Collaboration, give-and-take and self-management are the answer to how the learners learn. By creating a mini-structure for themselves within the boundaries of when the next test is, the students garner independence that can be applied to real-life learning, as their learning feels more real-life already and more closely mirrors real-life learning. The Rashi skills are geared to their needs right now with room to expand – more anticipates and translates are added as the year progresses, along with more Rashi’s altogether. The learner sees tangible progress over a fixed amount of time through ambitious, attainable, and altogether relevant goals using common-sense expectations that are rooted in a particular area but which are ready to grow with them as the year moves along. The comfort that comes with knowing that the goals and expectations will always look familiar is mixed with the anticipation of seeing those goals expand as their skills improve.

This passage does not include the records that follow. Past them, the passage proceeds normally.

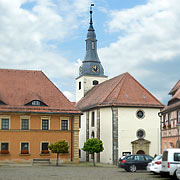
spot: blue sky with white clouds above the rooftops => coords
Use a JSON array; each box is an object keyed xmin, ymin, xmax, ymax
[{"xmin": 0, "ymin": 0, "xmax": 180, "ymax": 104}]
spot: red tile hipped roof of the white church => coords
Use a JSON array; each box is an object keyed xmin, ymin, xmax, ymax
[{"xmin": 76, "ymin": 73, "xmax": 164, "ymax": 110}]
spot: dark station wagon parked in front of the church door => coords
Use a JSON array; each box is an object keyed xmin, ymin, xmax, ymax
[{"xmin": 119, "ymin": 154, "xmax": 153, "ymax": 172}]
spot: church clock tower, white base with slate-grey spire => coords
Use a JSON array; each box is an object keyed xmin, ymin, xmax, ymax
[{"xmin": 76, "ymin": 4, "xmax": 107, "ymax": 102}]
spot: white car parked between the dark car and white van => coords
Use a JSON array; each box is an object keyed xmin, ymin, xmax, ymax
[{"xmin": 147, "ymin": 155, "xmax": 162, "ymax": 174}]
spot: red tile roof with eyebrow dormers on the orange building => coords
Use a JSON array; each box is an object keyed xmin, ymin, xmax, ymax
[{"xmin": 0, "ymin": 69, "xmax": 80, "ymax": 113}]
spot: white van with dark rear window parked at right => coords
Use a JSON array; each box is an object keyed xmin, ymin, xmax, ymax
[{"xmin": 160, "ymin": 148, "xmax": 180, "ymax": 179}]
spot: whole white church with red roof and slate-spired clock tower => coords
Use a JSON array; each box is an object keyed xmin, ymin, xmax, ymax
[{"xmin": 76, "ymin": 5, "xmax": 163, "ymax": 164}]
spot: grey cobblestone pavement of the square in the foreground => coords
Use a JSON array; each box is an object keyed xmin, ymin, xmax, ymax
[{"xmin": 0, "ymin": 165, "xmax": 169, "ymax": 180}]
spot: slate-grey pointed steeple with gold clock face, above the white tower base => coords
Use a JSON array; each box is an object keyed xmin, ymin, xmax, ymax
[{"xmin": 79, "ymin": 4, "xmax": 104, "ymax": 76}]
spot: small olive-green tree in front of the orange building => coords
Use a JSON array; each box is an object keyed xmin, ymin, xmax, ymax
[{"xmin": 48, "ymin": 140, "xmax": 69, "ymax": 166}]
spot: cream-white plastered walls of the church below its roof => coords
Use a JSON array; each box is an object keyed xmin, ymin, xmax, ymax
[{"xmin": 80, "ymin": 107, "xmax": 160, "ymax": 164}]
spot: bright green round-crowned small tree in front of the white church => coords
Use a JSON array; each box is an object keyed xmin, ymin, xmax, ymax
[{"xmin": 82, "ymin": 138, "xmax": 104, "ymax": 166}]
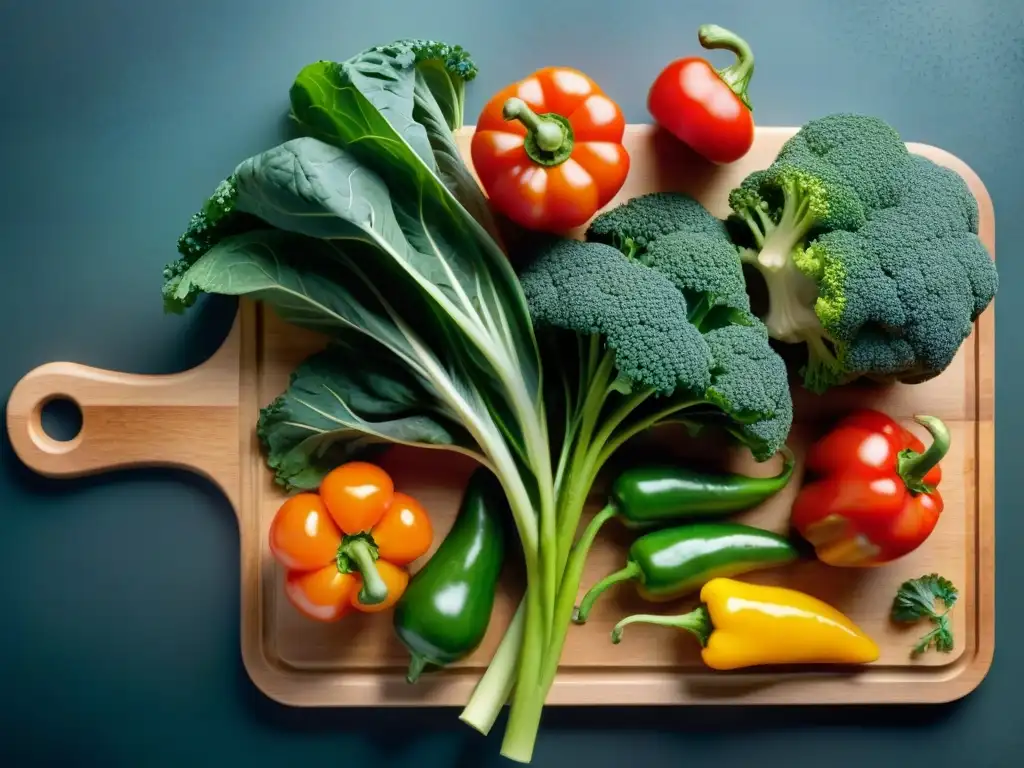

The importance of assessment has been clearly demonstrated in the research, and it is very clear that it must mirror the original goals of the learning. See the attached Parsha test in the model described above. It is not long, but it does not need to be. The students’ main assessment is the work they have been doing all along. The difference is that through assessment, the learner comes to appreciate and coalesce the learning that he or she has done through a unified medium. The goals themselves, however, should be as consistent (and as transparent) as possible through the entire learning-assessing process.
Those are some of the goals that we have in the classroom as applied to a particular class, Seventh Grade Chumash Shemot-Vayikra.